Cuando el riesgo también es digital

El incremento en el tiempo de uso de dispositivos no solo tiene implicaciones en la salud física y emocional de los niños, sino también en su seguridad digital. La especialista precisa que, a mayor exposición, aumentan las probabilidades de que los menores entren en contacto con diversos riesgos en línea, especialmente si el uso ocurre sin supervisión o como resultado de una dinámica impulsiva.

De acuerdo con UNICEF, al menos el 41% de los niños de 10 años de edad, en todo el mundo, ya tienen un teléfono móvil. Además, el informe Global Kids Online advierte que un número importante de niños y adolescentes en todo el mundo ha estado expuesto a situaciones de riesgo como contacto con desconocidos, contenido inapropiado o ciberacoso.

Por su parte, López advierte que también se suman riesgos relacionados a la difusión de información personal, considerando que los niños no suelen dimensionar las consecuencias reales.
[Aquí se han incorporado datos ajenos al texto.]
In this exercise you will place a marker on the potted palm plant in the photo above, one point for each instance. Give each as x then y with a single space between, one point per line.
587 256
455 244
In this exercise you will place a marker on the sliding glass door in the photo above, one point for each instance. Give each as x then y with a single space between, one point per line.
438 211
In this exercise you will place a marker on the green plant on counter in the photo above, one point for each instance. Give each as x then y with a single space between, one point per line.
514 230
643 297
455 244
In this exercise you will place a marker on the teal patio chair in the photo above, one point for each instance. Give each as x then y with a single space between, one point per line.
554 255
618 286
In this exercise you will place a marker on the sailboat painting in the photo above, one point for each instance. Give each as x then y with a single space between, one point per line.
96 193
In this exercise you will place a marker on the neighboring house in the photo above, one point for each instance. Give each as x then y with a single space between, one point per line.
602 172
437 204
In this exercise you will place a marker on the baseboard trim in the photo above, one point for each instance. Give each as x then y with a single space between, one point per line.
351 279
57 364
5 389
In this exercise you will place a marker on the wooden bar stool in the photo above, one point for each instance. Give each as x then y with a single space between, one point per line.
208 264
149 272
“Cuando el uso de dispositivos no está guiado por normas claras, sino por recompensas o impulsos, se pierde la oportunidad de educar a los niños en prácticas básicas de ciberseguridad, como la protección de datos personales o el reconocimiento de riesgos en línea”, finaliza la investigadora.

Promover un uso equilibrado y supervisado no solo se relaciona con el bienestar general de los niños y adolescentes, sino que también es una práctica clave para formarlos a ser usuarios digitales más responsables desde edades tempranas.